A Nihang Singh sits through the night during an Akhand Path of Dasam Sri Guru Granth Sahib Ji


The tradition of ritually sacrificing goats and consuming Mahaparshad remains alive not only with the Nihang Singh Dals, but also at Sachkhand Sri Hazoor Sahib and Sachkhand Sri Patna Sahib (two of the Sikhs holiest shrines). It is also worth noting that the ‘official’ Akal Takht maryada published SGPC also permits the consumption of jhatka meat.


Opposition


Jhatka also used to happen at the Sri Akal Takht Sahib. According to the historical literature of the Sikhs, when a dispute between the Tat Khalsa and Bandai Sikhs was resolved in favour of the Tat Khalsa Nihang Singhs, Jhatka was performed in front of the Akal Takht and the Bandai Sikhs were only reaccepted into the Khalsa fold after the eating meat as an act of rejecting the Bishnoi practices which they adopted. With the Tat Khalsa and Bandai Khalsa divide also came about the first division of differences regarding diet. The nephew of Sant Baba Thakur Singh, Jathedar Baba Trilok Singh Ji states;


‘We read in history that when a dispute between the Sikhs arose it was settled in favour of the meat eating Tat Khalsa. A slip was taken from Tat Khalsa and one from Banda Khalsa and placed in the holy pool at Harimandir Sahib for the Guru to decide which group were the true Sikhs. It was the meat eating Tat Khalsa Nihang Singhs that the Guru chose to show were the true Khalsa.’ (Oral Interview, February 2009)

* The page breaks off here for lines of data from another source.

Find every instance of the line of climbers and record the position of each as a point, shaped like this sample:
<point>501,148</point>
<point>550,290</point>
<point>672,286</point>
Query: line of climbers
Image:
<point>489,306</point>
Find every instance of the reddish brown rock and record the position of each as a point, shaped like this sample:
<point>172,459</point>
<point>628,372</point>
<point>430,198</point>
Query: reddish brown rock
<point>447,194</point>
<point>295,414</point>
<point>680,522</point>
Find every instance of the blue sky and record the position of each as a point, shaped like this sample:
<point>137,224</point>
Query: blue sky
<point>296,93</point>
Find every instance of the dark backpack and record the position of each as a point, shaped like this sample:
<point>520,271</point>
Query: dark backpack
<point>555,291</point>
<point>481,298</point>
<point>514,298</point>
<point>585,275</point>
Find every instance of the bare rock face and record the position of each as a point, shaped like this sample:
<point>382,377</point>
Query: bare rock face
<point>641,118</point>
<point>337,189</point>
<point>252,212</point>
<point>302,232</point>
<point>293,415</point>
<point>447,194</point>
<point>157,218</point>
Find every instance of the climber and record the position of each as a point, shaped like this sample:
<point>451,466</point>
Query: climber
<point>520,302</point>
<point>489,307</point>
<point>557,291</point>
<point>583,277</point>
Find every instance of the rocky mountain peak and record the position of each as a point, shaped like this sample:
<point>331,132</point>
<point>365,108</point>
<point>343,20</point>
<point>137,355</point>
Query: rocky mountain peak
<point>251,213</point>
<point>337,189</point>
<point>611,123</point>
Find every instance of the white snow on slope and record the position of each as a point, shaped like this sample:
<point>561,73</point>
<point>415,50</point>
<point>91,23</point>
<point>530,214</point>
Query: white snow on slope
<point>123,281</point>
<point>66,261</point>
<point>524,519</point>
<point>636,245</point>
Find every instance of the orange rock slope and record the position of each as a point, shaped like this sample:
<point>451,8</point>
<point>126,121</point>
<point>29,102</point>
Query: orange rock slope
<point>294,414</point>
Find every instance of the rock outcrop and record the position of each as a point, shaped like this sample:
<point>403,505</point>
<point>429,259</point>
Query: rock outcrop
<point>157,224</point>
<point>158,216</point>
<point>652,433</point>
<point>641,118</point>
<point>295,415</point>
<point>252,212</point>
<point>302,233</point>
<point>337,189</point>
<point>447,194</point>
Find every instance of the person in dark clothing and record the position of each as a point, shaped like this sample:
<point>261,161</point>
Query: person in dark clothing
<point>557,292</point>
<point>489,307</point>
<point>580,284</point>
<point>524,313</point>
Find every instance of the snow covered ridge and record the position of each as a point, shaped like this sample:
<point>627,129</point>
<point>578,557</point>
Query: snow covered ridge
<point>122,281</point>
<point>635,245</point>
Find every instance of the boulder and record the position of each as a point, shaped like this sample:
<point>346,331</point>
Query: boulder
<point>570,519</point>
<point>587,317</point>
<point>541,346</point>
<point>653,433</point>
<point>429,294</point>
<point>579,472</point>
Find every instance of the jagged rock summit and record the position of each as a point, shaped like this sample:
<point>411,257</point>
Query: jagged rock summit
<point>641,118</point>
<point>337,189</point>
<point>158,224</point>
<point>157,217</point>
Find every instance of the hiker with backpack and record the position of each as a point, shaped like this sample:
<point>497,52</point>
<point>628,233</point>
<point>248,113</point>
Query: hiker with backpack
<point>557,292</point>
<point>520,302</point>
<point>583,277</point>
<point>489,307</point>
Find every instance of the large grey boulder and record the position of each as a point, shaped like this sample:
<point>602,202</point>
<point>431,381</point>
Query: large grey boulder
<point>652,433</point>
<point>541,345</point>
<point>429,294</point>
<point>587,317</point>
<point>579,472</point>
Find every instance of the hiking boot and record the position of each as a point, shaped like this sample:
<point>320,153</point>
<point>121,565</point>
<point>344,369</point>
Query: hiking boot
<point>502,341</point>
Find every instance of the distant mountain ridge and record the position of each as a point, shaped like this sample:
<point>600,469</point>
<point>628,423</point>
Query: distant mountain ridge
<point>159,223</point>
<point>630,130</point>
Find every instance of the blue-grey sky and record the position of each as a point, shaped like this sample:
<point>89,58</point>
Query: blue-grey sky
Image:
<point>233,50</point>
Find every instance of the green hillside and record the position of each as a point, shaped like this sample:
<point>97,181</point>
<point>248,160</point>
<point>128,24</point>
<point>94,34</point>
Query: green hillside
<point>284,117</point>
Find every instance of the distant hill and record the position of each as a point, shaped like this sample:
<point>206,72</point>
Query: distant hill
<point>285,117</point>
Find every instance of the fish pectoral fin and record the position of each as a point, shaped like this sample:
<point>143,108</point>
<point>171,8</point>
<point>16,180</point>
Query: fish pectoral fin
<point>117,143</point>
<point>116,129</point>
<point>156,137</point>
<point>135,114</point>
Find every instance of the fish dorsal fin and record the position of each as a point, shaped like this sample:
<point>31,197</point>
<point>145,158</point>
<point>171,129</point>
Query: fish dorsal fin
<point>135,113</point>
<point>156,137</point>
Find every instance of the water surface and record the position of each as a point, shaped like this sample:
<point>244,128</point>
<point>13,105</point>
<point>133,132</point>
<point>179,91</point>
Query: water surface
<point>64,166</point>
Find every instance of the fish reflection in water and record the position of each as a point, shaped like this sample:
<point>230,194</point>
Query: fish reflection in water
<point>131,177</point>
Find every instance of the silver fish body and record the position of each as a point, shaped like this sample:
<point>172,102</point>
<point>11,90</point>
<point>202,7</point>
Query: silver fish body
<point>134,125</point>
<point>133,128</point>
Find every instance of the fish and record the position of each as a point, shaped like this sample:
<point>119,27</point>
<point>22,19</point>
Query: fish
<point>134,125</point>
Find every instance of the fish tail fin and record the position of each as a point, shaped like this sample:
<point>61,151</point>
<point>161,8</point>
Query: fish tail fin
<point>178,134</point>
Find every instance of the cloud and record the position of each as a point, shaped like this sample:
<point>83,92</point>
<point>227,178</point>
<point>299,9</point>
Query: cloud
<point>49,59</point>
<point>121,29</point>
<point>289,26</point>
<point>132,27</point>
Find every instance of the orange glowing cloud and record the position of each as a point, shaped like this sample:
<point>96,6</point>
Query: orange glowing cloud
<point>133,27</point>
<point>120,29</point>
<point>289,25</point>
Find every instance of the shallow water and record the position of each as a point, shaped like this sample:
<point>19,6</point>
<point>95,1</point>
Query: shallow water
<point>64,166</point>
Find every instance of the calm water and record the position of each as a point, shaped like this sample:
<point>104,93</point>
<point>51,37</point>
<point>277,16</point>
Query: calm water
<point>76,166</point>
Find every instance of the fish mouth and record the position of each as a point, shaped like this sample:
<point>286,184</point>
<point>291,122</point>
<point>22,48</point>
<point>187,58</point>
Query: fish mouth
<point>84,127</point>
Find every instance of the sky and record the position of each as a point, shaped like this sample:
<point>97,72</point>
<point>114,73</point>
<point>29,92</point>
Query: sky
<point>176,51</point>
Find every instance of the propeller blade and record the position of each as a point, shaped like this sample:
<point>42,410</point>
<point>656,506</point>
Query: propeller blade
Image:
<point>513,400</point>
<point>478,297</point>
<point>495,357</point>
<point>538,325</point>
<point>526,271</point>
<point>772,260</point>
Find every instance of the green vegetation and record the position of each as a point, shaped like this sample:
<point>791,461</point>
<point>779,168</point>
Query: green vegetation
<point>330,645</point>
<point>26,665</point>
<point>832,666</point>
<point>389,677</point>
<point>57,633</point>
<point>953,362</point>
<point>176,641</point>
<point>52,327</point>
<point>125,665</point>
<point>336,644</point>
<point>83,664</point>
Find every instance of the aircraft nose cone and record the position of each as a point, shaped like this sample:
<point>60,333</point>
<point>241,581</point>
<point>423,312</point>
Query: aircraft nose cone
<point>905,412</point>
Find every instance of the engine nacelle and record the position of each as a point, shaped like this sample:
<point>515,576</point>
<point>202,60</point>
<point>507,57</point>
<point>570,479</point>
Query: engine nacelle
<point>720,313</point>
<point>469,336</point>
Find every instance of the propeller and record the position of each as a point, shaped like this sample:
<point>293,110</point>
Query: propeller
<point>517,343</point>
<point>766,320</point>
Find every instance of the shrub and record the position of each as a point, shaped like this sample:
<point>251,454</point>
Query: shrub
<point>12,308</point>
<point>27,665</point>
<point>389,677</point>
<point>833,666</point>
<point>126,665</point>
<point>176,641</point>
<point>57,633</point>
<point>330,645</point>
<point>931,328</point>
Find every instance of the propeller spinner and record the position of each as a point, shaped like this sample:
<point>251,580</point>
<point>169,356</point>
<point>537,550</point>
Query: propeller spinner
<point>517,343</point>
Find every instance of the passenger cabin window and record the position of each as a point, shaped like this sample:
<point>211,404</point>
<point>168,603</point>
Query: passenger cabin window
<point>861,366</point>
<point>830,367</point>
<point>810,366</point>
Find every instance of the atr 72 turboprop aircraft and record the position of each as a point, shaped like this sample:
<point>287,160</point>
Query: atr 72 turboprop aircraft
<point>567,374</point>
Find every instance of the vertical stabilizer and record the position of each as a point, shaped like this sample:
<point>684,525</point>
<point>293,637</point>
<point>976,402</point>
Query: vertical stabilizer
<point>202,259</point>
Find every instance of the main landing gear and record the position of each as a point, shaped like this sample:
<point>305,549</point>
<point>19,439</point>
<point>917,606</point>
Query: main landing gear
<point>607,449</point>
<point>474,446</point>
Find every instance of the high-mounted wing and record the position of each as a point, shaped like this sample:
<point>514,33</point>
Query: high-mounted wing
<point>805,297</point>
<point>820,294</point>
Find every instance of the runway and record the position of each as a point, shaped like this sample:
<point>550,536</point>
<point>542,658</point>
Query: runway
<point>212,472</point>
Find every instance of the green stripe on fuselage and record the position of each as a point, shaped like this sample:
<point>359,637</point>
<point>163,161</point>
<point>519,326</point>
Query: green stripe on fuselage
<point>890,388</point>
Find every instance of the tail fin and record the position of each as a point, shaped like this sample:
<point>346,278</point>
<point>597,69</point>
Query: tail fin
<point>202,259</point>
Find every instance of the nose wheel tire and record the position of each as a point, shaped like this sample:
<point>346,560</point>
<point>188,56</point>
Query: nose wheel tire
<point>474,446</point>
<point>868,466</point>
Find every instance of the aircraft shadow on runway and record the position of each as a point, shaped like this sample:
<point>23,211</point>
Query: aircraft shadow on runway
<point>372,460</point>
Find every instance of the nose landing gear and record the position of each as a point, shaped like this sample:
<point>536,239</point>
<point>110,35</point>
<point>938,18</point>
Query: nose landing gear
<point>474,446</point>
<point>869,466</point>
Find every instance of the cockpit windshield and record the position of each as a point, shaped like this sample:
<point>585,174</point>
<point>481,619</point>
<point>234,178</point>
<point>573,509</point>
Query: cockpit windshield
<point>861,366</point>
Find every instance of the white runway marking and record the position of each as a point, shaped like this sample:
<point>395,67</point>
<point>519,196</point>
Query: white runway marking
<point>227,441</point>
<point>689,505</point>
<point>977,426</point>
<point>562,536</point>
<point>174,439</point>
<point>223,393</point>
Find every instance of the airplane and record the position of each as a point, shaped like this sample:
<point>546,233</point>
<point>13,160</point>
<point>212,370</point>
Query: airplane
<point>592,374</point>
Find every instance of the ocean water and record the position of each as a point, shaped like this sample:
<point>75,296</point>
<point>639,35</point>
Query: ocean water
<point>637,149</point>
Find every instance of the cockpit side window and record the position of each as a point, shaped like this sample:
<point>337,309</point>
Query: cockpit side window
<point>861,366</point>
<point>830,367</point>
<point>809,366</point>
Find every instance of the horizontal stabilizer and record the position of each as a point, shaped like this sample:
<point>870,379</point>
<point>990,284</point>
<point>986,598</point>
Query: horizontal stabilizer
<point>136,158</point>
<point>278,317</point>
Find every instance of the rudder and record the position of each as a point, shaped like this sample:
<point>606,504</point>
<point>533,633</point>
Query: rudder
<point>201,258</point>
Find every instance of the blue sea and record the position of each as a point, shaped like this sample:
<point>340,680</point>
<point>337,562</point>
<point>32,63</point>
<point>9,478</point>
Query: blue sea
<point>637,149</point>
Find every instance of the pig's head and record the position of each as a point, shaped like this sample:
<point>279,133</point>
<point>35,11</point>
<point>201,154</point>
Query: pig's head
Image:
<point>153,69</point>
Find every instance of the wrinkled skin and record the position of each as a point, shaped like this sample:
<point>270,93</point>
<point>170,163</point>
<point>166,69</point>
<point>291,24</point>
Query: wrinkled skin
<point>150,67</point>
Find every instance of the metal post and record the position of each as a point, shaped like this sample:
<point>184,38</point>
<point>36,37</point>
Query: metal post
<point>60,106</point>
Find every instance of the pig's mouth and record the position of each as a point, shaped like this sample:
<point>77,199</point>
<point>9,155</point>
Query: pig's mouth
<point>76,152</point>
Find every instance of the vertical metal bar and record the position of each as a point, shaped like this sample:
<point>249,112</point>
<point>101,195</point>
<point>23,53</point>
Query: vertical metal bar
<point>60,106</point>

The practise of Jhatka outside the Akal Takht was only stopped in the twentieth century by the SGPC (organisation entrusted with running of Sikh temples) despite the official Akal Takht code of conduct published by the SGPC stating that Sikhs may eat Jhatka meat. During the British Raj various measures were taken in order to dilute the martial spirit of the Sikhs in order to rid the Sikhs of their natural revolutionary resistant spirit. The British had many individuals and groups working directly and indirectly to push forward their innovations within the Sikh community. Of the most noted individuals is one Teja Singh Bhasuaria of the Panch Khalsa Diwan; a retired government employee who is held responsible for raising doubts over the Raagmala, writings of the Bhagats, writings of Sri Guru Gobind Singh Ji and for removing the word Bhagauti (meaning sword) from the Sikh Ardas. Furthermore, he and his cult were also responsible for removing hymns which invoke martial spirit from traditional Sikh prayers such as Rehras Sahib. 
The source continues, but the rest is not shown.